L’on savait déjà que la réforme du financement des pensions des statutaires présentait, entre son entrée en vigueur en 2012 et 2016, un surcoût cumulé de 2,250 milliards d’euros pour les communes, CPAS, zones de police et intercommunales du pays.

Il apparaît désormais que les taux de base qui devraient être réclamés en 2015 seraient les suivants :

  • pour l’ex-pool 1 : 38 % (au lieu de 36 % en 2014) ;
  • pour l’ex-pool 2 : 41 % (statu quo) ;
  • pour l’ex-pool 5 : 38,5 % (au lieu de 34 % en 2014).

Les taux de responsabilisation qui seraient d’application dans les années futures devraient également connaître de considérables augmentations : selon les scénarios envisagés, on évoque, pour un taux théorique actuel de 50 %, un passage à 61 % en 2017, 67 % en 2020 et 95 % en 2021 ! 

Ces taux seront tout simplement impayables pour les autorités locales, d’autant qu’ils accompagnent des taux de base qui connaissent également une croissance qui n’est pour l’instant que légèrement contenue par quelques réserves encore disponibles, mais qui seront bientôt épuisées (en 2015, pour la plupart).

Il est indispensable de repenser le système.

L’Union des Villes et Communes de Wallonie, avec ses associations sœurs flamande et bruxelloise, réclame de l’autorité fédérale qu’elle prenne ses responsabilités avec loyauté, en intervenant dans le financement des pensions des agents des pouvoirs locaux, comme elle le fait pour les pensions des salariés, des indépendants et de la fonction publique.

Mais le gouffre financier auquel les pouvoirs locaux sont confrontés est tel qu’il faudra aller plus loin : il est indispensable de réduire les dépenses. Différentes pistes doivent être mises en œuvre : citons par exemple la redéfinition des périodes assimilables, le calcul du traitement de référence, la révision du système de péréquation, la création d’incitants à travailler jusqu’à 65 ans, mais aussi la nécessaire mise en place d’une pension mixte. Pension mixte que la Commission pour la réforme des pensions 2020-2040 prône dans le cadre de son tout récent rapport, dans le but de mettre un terme à la problématique des nominations tardives, d’éviter des transferts financiers d’un régime à l’autre et d’assurer une plus grande cohérence du régime dans un contexte de généralisation d’un mécanisme de pension complémentaire pour les contractuels du secteur public.
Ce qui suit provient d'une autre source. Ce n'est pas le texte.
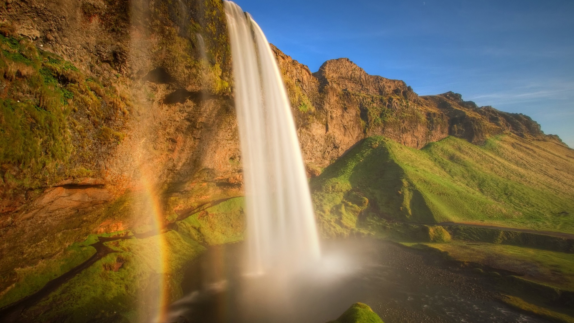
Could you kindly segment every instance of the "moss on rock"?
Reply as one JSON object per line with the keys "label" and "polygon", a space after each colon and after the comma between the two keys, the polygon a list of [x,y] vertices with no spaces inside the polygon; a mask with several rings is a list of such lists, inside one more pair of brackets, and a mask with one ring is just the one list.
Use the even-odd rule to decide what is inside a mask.
{"label": "moss on rock", "polygon": [[363,303],[355,303],[345,311],[339,318],[328,323],[384,323],[373,312],[371,307]]}

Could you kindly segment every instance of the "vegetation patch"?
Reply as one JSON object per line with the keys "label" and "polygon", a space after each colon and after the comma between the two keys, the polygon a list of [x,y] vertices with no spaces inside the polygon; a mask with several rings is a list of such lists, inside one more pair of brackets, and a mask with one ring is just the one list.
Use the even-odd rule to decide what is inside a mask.
{"label": "vegetation patch", "polygon": [[92,164],[98,150],[87,147],[104,149],[111,143],[98,133],[110,132],[115,142],[123,138],[123,122],[113,122],[112,117],[120,112],[114,102],[125,106],[127,99],[87,79],[58,55],[26,39],[0,34],[0,176],[5,193],[83,174],[77,170],[86,170],[82,163]]}
{"label": "vegetation patch", "polygon": [[339,318],[328,323],[384,323],[373,312],[371,307],[363,303],[355,303],[345,311]]}

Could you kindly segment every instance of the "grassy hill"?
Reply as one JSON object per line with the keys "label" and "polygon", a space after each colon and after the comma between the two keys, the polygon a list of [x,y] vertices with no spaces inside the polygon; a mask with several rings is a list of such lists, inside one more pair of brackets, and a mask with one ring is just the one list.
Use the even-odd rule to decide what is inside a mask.
{"label": "grassy hill", "polygon": [[371,137],[311,187],[327,236],[367,218],[574,233],[574,151],[552,140],[449,137],[417,150]]}

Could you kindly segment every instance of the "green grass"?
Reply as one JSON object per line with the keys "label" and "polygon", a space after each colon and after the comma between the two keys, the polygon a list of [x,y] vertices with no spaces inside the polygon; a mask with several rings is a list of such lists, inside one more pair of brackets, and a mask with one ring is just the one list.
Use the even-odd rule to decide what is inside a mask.
{"label": "green grass", "polygon": [[344,235],[348,213],[355,224],[362,217],[574,233],[574,163],[565,157],[571,151],[514,136],[484,146],[449,137],[421,150],[371,137],[311,185],[326,236]]}
{"label": "green grass", "polygon": [[243,240],[245,217],[243,198],[232,198],[179,221],[179,231],[210,245]]}
{"label": "green grass", "polygon": [[116,113],[111,107],[125,106],[123,99],[87,78],[58,55],[0,34],[0,186],[7,192],[81,175],[79,164],[93,162],[94,149],[87,147],[123,139],[121,126],[103,125]]}
{"label": "green grass", "polygon": [[17,282],[0,298],[0,307],[40,290],[49,281],[79,265],[95,253],[85,243],[74,243],[57,257],[40,261],[34,267],[16,268]]}
{"label": "green grass", "polygon": [[366,304],[355,303],[339,318],[328,323],[384,323]]}
{"label": "green grass", "polygon": [[424,243],[460,261],[518,273],[523,278],[574,291],[574,254],[480,243]]}
{"label": "green grass", "polygon": [[168,302],[182,296],[183,269],[204,250],[173,230],[107,245],[117,252],[82,271],[28,310],[25,316],[61,322],[149,320],[159,304],[160,290],[164,290]]}
{"label": "green grass", "polygon": [[554,322],[574,323],[574,318],[571,316],[532,304],[519,297],[505,295],[503,296],[502,300],[511,306],[535,314]]}

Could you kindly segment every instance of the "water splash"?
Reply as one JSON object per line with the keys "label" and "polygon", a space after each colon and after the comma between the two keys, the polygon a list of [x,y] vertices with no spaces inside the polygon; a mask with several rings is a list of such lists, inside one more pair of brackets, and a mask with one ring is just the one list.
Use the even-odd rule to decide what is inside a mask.
{"label": "water splash", "polygon": [[235,3],[224,6],[246,195],[247,272],[288,273],[320,255],[290,103],[261,29]]}

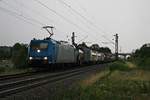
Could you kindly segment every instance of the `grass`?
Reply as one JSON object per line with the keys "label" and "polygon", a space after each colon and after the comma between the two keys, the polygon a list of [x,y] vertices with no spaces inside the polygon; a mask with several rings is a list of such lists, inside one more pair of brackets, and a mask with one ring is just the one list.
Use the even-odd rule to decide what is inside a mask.
{"label": "grass", "polygon": [[31,71],[31,68],[16,68],[9,60],[0,61],[0,75],[19,74]]}
{"label": "grass", "polygon": [[77,86],[62,89],[53,100],[149,100],[150,71],[117,61]]}

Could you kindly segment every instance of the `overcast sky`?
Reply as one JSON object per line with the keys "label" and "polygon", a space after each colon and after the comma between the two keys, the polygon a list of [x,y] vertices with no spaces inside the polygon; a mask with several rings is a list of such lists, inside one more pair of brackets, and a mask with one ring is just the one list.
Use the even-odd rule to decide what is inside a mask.
{"label": "overcast sky", "polygon": [[48,36],[41,27],[52,25],[56,40],[70,41],[75,32],[76,42],[112,50],[103,42],[118,33],[121,52],[131,52],[150,42],[149,5],[150,0],[0,0],[0,45],[29,44]]}

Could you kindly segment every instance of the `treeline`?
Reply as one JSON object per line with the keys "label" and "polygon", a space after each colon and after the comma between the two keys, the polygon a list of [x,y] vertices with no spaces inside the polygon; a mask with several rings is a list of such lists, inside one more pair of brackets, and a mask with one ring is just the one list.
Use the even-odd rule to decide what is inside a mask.
{"label": "treeline", "polygon": [[98,52],[103,52],[103,53],[111,53],[111,50],[110,48],[108,47],[100,47],[98,44],[92,44],[90,47],[88,47],[84,42],[82,44],[79,44],[78,45],[79,48],[82,48],[82,47],[87,47],[91,50],[94,50],[94,51],[98,51]]}
{"label": "treeline", "polygon": [[0,60],[11,60],[15,67],[25,67],[28,48],[26,44],[16,43],[13,47],[0,48]]}
{"label": "treeline", "polygon": [[132,56],[132,60],[141,67],[150,67],[150,44],[144,44],[140,49],[137,49]]}

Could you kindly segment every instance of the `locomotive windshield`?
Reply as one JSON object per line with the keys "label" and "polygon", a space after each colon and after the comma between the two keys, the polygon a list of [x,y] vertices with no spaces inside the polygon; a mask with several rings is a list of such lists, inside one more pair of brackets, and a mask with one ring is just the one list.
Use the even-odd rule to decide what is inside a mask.
{"label": "locomotive windshield", "polygon": [[33,50],[37,50],[37,49],[44,50],[48,48],[48,43],[31,43],[30,47]]}

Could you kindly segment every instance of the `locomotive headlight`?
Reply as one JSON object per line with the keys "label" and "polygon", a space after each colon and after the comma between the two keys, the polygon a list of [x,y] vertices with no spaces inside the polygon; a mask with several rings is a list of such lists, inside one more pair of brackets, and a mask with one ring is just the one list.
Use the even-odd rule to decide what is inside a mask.
{"label": "locomotive headlight", "polygon": [[41,50],[37,50],[37,52],[38,52],[38,53],[40,53],[40,52],[41,52]]}
{"label": "locomotive headlight", "polygon": [[47,57],[44,57],[44,60],[47,60],[48,58]]}
{"label": "locomotive headlight", "polygon": [[29,60],[32,60],[33,59],[33,57],[29,57]]}

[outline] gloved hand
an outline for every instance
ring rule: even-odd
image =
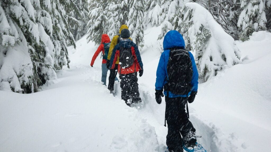
[[[107,60],[106,61],[106,68],[107,68],[109,70],[110,69],[110,68],[109,68],[109,66],[110,65],[110,60]]]
[[[198,93],[197,91],[195,92],[192,91],[191,92],[191,94],[190,94],[190,96],[188,97],[188,103],[191,103],[193,102],[194,100],[195,99],[195,97],[196,97],[196,95],[197,94],[197,93]]]
[[[139,70],[139,76],[141,76],[143,74],[143,69],[141,69]]]
[[[155,90],[155,100],[156,102],[158,104],[161,104],[162,102],[162,98],[161,97],[164,97],[163,94],[163,90]]]

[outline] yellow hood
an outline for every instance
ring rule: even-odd
[[[124,29],[129,29],[129,28],[128,27],[128,26],[126,25],[125,25],[124,24],[122,25],[120,27],[120,33],[121,32],[121,30]]]

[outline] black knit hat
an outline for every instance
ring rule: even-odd
[[[120,33],[120,37],[122,38],[127,39],[130,37],[130,31],[129,30],[124,29],[121,30]]]

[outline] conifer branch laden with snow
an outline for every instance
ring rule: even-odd
[[[64,3],[64,2],[63,2]],[[75,47],[64,3],[59,0],[0,2],[0,90],[30,93],[70,62]]]
[[[180,22],[182,33],[189,38],[200,73],[205,81],[241,62],[234,40],[207,10],[196,3],[188,3],[183,11],[183,20]]]
[[[270,0],[242,0],[241,8],[243,9],[238,21],[237,25],[242,31],[240,39],[248,40],[254,31],[266,30],[267,22],[266,7],[270,7]]]
[[[144,46],[144,0],[132,1],[127,24],[131,31],[131,37],[137,45],[141,48]]]

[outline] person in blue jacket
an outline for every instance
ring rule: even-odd
[[[163,45],[164,51],[158,64],[155,83],[155,99],[159,104],[161,103],[161,97],[164,96],[163,89],[166,89],[165,87],[168,83],[167,67],[171,50],[184,50],[185,48],[182,36],[175,30],[167,33]],[[194,145],[196,141],[196,129],[188,119],[189,116],[186,112],[185,107],[188,100],[189,103],[193,102],[197,92],[198,73],[193,55],[190,52],[188,53],[192,70],[191,89],[187,93],[181,94],[174,94],[168,90],[164,91],[166,103],[165,120],[167,120],[168,128],[166,144],[170,151],[182,152],[183,143],[187,147]],[[172,72],[176,72],[173,71]]]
Le monde local, pour la première fois de son histoire, vient de vivre une période de crise, qui s’est traduite par la nécessité de se séparer de nombreux travailleurs, pour raisons économiques. Nous craignons qu’il ne s’agisse là que d’une première vague qui en annonce d’autres, tant les augmentations de coûts qui sont attendues sont importantes.

L’heure est venue d’aider les pouvoirs locaux à assumer cette charge devenue bien trop lourde.